3.4. Model Validation and Results Comparison

The previous results indicate a good accuracy of the model developed in this study in estimating the TOC in Devonian shale. The dataset of 82 data points from another well (Well-C) has been used to validate the new correlation. Well-C is located in the vicinity of the Well-A and Well-B that have been used for training and testing, the validation dataset covers a depth interval of over 140 ft. The prediction accuracy of equation (8) was compared with three of the available models for TOC prediction, namely, Schmoker model, ΔlogR method, and Zhao et al. [28] correlation. Figure 5 compares the accuracy of the TOC prediction for all these models and correlations for the validation data of Well-C. As shown in Figure 5, the new correlation outperformed all other correlations in estimating the TOC with AAPE of only 9.7% and high R of 0.97, while Zhao et al. [28] correlation was the second accurate, and it estimated the TOC with AAPE and R of 20.2% and 0.84, respectively.

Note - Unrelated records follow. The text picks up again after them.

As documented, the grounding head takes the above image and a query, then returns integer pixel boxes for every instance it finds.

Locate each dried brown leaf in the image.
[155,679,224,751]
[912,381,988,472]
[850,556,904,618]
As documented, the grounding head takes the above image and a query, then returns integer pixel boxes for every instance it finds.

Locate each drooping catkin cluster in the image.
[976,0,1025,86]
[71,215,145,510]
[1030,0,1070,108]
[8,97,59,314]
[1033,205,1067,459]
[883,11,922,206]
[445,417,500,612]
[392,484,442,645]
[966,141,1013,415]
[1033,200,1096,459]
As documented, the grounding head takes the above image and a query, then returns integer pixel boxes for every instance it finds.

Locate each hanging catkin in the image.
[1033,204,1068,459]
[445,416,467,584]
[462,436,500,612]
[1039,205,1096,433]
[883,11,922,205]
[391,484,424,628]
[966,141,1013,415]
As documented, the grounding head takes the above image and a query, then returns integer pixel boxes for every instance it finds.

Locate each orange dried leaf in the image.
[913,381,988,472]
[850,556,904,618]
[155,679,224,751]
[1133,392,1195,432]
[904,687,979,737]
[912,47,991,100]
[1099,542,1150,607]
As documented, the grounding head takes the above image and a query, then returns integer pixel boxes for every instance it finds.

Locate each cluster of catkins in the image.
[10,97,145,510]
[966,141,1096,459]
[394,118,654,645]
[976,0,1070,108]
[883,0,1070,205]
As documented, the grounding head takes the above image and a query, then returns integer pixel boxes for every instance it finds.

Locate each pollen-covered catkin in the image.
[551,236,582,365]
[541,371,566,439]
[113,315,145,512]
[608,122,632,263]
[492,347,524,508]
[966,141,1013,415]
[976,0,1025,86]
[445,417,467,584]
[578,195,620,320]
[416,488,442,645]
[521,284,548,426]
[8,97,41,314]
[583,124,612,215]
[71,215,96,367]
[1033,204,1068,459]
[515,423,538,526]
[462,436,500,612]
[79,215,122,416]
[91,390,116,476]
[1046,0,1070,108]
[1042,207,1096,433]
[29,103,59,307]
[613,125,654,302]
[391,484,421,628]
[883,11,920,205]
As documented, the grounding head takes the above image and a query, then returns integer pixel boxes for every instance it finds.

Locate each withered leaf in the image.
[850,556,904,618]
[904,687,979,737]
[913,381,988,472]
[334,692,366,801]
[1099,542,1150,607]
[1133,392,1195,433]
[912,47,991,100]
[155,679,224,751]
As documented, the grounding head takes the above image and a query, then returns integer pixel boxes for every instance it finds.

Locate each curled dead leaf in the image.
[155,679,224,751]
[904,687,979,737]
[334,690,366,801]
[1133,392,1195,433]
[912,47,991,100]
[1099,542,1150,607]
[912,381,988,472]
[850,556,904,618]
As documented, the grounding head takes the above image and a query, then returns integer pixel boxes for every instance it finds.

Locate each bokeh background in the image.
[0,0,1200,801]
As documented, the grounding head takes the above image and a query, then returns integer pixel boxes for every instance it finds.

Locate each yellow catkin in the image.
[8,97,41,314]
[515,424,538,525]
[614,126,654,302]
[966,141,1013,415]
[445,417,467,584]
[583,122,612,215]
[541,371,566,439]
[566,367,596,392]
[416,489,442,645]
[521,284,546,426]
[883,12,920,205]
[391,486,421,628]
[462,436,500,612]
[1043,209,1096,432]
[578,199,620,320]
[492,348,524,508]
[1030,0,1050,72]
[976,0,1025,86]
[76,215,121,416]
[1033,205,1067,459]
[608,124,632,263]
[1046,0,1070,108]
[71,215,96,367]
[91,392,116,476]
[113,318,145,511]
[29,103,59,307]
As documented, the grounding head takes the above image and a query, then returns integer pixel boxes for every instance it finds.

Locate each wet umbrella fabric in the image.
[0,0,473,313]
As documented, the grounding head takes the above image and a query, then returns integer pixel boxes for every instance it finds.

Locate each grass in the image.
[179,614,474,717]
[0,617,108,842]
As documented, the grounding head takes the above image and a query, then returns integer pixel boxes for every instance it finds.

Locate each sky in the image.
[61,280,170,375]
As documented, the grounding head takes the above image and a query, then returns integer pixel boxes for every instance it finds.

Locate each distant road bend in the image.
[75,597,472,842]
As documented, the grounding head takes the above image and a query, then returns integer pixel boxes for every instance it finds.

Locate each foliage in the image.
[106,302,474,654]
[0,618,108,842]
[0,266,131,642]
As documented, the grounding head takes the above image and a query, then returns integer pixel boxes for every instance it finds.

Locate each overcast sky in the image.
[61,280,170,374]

The ΔlogR method calculated the TOC with high AAPE of 24.6% and low R of 0.83, and the least accurate model was the one developed by Schmoker which predicted the TOC with the highest AAPE of 48.6% and the lowest R of 0.80. Visual comparison of all plots of Figure 5 also confirmed the high accuracy of equation (8) compared to the other models.
Figure 5

Comparison of the prediction accuracy of Schmoker model, ΔlogR method, Zhao et al. [28] correlation, and equation (8), using the validation dataset of Well-C.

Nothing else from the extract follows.